Kind of in passing, I asked how the new air-conditioning was working. As we texted, Tam was wondering through the house and, finding her cat on my bed, she'd sat down and petted her. The cat was curled up tight and almost shivering--
Which was when it dawned on Tam that she was feeling pretty chilly herself. And that she'd never noticed the air conditioning cycling off since the new installation was done and the techs had left, five hours earlier.
While texting, she tried all the usual things -- turn the the thermostat up and wait, then when that did nothing over the course of several minutes, flip the switch from "Cool" to "Off" -- and yet the fan played on, still pushing cold air.
I called the HVAC company and got the after-hours robot. I've used it before and they are usually quick to respond; I left a detailed message and within five minutes, the on-call service tech called back, asked the usual questions, and decided he was headed my way, pronto.
He arrived a few minutes after I got home, looked over the work, tried a few things at the thermostat, and said, "Looks like you're getting a new thermostat. I don't know why we don't just routinely put a new one in on jobs like this. They tend to fail."* He proceeded to install a nice new thermostat, checked that it was working, remarked, "This is why we have that warranty," and left without any paperwork at all.
So that was an interesting coda to the air-conditioning adventure. Cats and resident bloggers are all comfortable now.
* * *
My profound thanks to everyone who has hit Tam's Tip Jar to help out with this unexpected expense! We're all happier when she can be maintained at the proper operating temperature.________________________________________
* Why? I didn't ask, figuring I had probably pulled him away from dinner and questions would only slow him down, but in our case, the thermostat was likely as old as the air-conditioner and got dinked with quite a lot yesterday when the installers checked their work. Tam says she could feel the bimetallic element klonk over, but the contacts may have been stuck. There was at least one broken wire and by the "make it work and go home" approach to service work, what you do is reterminate the wiring, stick on a new thermostat and count the problem solved. At least that's how I would have done it.
6 comments:
"Contacts stuck'. One more reason to mourn the passing of the mercury switch...

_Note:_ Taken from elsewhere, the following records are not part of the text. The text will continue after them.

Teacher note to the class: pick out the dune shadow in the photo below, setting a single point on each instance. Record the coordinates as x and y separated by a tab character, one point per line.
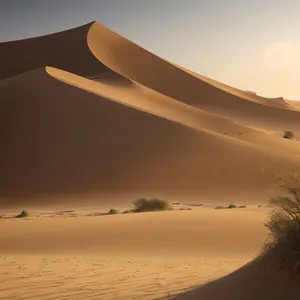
256	280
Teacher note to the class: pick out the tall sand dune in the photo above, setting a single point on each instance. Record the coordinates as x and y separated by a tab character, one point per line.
59	138
111	117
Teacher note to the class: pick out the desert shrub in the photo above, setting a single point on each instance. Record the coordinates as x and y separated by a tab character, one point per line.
23	214
288	134
230	206
113	211
151	204
283	222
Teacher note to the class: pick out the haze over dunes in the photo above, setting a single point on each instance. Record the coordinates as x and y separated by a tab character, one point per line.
90	121
87	111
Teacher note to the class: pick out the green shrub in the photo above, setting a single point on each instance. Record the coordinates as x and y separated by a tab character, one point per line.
288	134
151	204
113	211
283	222
23	214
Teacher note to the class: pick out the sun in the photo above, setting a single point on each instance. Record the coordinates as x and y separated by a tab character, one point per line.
279	54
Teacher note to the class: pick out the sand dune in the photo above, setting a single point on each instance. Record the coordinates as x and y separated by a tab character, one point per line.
141	256
116	125
85	137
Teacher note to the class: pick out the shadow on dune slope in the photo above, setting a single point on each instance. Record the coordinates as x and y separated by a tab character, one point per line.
256	280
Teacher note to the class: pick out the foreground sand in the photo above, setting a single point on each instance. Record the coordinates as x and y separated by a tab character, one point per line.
139	256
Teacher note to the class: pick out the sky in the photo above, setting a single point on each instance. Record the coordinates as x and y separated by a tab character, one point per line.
253	45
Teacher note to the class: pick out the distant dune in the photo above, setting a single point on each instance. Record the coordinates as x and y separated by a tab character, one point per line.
90	121
108	117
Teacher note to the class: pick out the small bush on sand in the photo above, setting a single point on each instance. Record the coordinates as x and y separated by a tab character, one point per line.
151	204
23	214
113	211
284	221
230	206
288	134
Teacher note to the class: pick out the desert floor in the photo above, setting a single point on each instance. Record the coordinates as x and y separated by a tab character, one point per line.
135	256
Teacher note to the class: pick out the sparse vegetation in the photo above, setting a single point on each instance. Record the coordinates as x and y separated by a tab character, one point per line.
151	204
230	206
288	134
284	222
23	214
113	211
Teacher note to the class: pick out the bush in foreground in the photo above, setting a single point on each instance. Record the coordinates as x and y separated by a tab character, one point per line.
230	206
288	134
151	204
113	211
283	222
23	214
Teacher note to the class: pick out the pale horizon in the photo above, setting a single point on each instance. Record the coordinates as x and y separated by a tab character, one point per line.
252	46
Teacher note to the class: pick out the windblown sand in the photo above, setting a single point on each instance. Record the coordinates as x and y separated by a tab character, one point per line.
90	119
137	256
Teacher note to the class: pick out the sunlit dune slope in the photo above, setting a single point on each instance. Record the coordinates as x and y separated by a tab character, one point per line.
135	63
60	138
94	51
206	233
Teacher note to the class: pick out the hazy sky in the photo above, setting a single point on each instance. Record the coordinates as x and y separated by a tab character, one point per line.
250	44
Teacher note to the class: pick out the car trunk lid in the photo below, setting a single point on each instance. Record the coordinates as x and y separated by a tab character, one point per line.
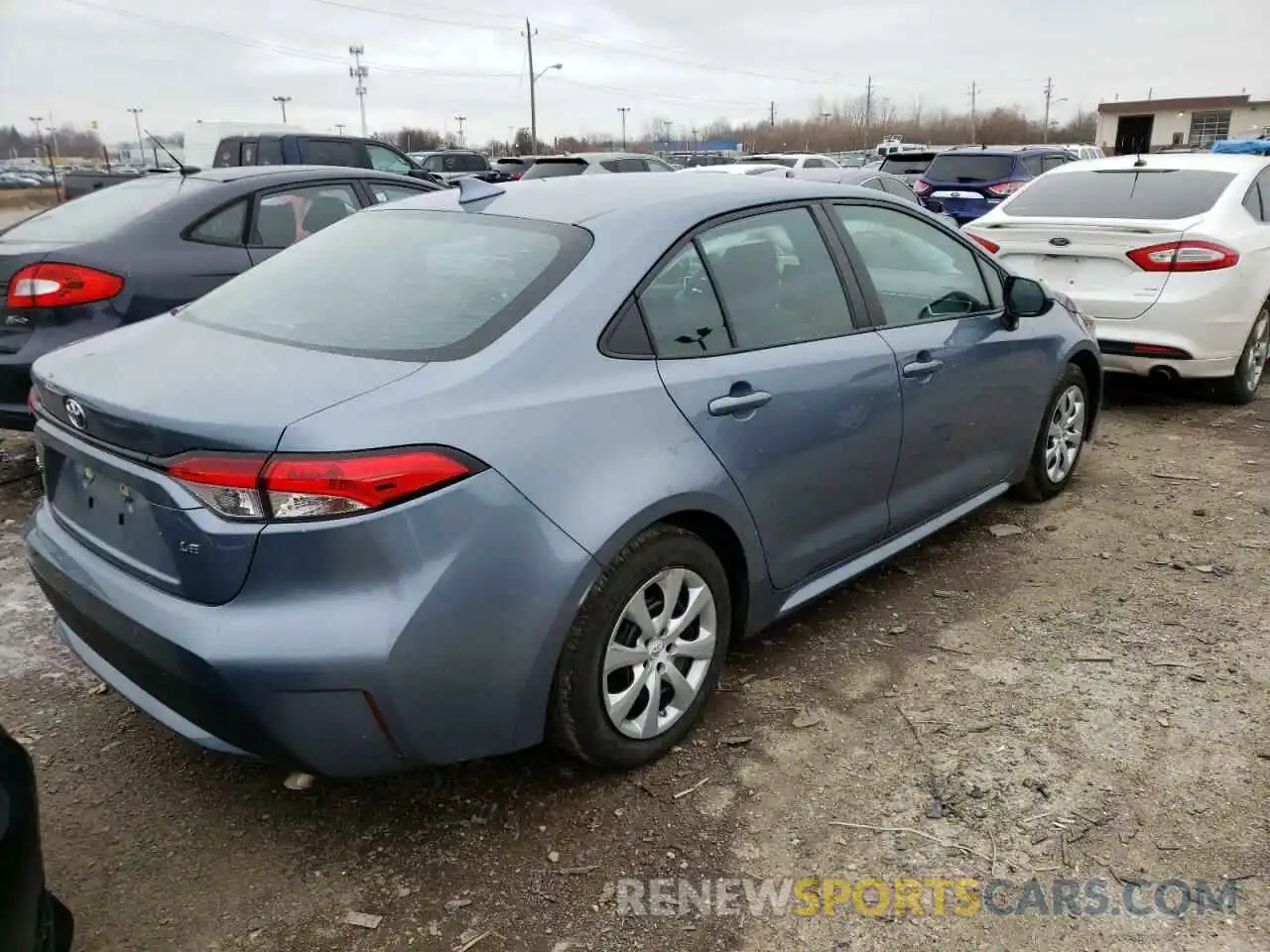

You could SEE it work. As long is you didn't ask it to pass too much power nor put up with mechanical moronity, they never went bad.
But it's for the children or something...
Oh, you can fry a mercury switch, too -- it just takes a lot more work.
The old mechanical thermostats have an anticipator mechanism that wears out after a couple decades.
Hey, I have a suggestion:
You may be eligible for some tax credits since you replaced the AC with a new one. Also your Power company may give you some $$ as well.
Might be worth looking into, if you haven't already.
B
With the all electronic versions, plan on replacing them every few years, no matter how much you spent on it. Mercury ones still working after 30 years. Mechanical versions not as long, maybe 15 years.
If tempted to buy a spare electronic one, don't bother. I'm seeing small home electronic items going bad while still in the box. Somewhere between new and 10 years something degrades, apparently. All China made, but I don't know if that is connected.
Oh, and you will NOT find the same model available two years later.
Re electronics failing prematurely: we've had three "10 year" smoke detectors in five years. When my former apartment complex installed 300 "10 year" smoke detectors, the maintenance guys had to come through within six months and replace all of them as the failure rate was HUUGE.